1915年1月18日、船は氷に囲まれてしまった。数日間の内にエンデュアランスは氷に固く囲まれ、次の冬までそのままになりそうなことが明らかになった[25]。氷に囲まれたまま、船は西に漂流を始め、遠征隊は越冬体制に入った。当初の計画では、陸上部隊を南極大陸に残し、一方ワースリーがエンデュアランスを北に移動させるはずだった。長期間にわたって遠征隊全員が船の上で生活するとは予想だにしていなかった[26]。ワースリーは挑戦を好んだ。真冬であっても客室ではなく廊下で眠り、氷の上で雪の風呂に浸かることで船上の隊員を驚かせた[27]エンデュアランスが氷に捕まってからやることがなくなったので、大洋の深さを測り、標本を集めることに没頭した。後には『生物学、測深および磁気の記録、ウェッデル海、1914年-1916年』と題する報告書を書いた[28]

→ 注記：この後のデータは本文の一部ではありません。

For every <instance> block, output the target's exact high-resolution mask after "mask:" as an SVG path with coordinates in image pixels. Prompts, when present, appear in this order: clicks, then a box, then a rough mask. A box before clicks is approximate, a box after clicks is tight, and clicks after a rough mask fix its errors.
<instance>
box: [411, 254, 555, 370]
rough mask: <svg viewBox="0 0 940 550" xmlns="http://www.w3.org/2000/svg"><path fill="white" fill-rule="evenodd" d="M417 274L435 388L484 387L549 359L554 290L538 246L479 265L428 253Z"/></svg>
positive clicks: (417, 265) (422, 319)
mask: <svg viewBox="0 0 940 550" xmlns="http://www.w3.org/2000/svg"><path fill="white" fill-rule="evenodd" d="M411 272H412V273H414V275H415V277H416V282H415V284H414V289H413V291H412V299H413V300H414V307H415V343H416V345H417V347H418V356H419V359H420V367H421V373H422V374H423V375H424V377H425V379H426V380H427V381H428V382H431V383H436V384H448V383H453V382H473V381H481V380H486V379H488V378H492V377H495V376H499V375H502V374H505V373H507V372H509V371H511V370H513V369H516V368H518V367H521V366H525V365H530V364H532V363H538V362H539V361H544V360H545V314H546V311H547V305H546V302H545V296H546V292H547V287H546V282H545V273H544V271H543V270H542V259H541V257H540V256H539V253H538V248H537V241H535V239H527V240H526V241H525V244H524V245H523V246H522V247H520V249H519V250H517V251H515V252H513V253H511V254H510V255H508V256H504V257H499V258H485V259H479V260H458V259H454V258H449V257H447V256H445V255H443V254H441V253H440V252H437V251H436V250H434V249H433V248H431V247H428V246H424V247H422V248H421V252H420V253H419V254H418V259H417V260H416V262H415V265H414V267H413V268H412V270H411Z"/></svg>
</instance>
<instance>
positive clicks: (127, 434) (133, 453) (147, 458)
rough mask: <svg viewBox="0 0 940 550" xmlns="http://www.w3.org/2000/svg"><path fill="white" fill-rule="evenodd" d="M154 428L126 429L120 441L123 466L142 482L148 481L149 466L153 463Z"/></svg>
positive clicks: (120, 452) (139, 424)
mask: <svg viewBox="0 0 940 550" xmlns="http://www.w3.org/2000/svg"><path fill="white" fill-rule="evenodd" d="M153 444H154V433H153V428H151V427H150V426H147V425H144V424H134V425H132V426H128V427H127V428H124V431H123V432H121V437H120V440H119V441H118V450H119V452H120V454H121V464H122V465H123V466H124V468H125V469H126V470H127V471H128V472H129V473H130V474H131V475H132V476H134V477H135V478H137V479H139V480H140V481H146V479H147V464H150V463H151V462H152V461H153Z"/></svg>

7月までに、氷がエンデュアランスを潰してしまいそうに思えるようになった。エンデュアランスは氷の圧力で軋み、震えていた。シャクルトンはワースリーに、必要な場合には直ぐにも船を捨てる準備をするよう指示を出した[29]。ワースリーは当初半信半疑であり、シャクルトンに「貴方は真剣に船が無くなると私に告げようとしているのか?」と尋ねた。シャクルトンは「船長、この船は生き残れないよ」と答えた[30]。最終的に10月24日、氷の圧力でエンデュアランスの船尾ポストが捻じれ、船は直ぐに傾き始めた。水漏れを止め、水を掻い出す懸命の努力が行われたが、シャクルトンは3日後に船を捨てる命令を出した[31]。隊員は生存のための物資を降ろし、10月30日に200マイル (320 km) 北東のロバートソン島に向かうべく氷に降り立った。その3日後には、氷の表面が粗すぎて、橇で移動するには向かないことが分かった[32]エンデュアランスが沈んだ所から僅か1.5マイル (2.4 km) 進んだだけで、遠征隊は氷が割れるのを待つために宿営を張ることに決めた。潰れたエンデュアランスはまだ完全に沈んではおらず、そこから木材やテントを運び出して、オーシャン・キャンプと呼んだ間に合わせのキャンプが設営された[33]。遠征隊は12月23日まで2か月間そこに留まってからキャンプを打ち上げた[34]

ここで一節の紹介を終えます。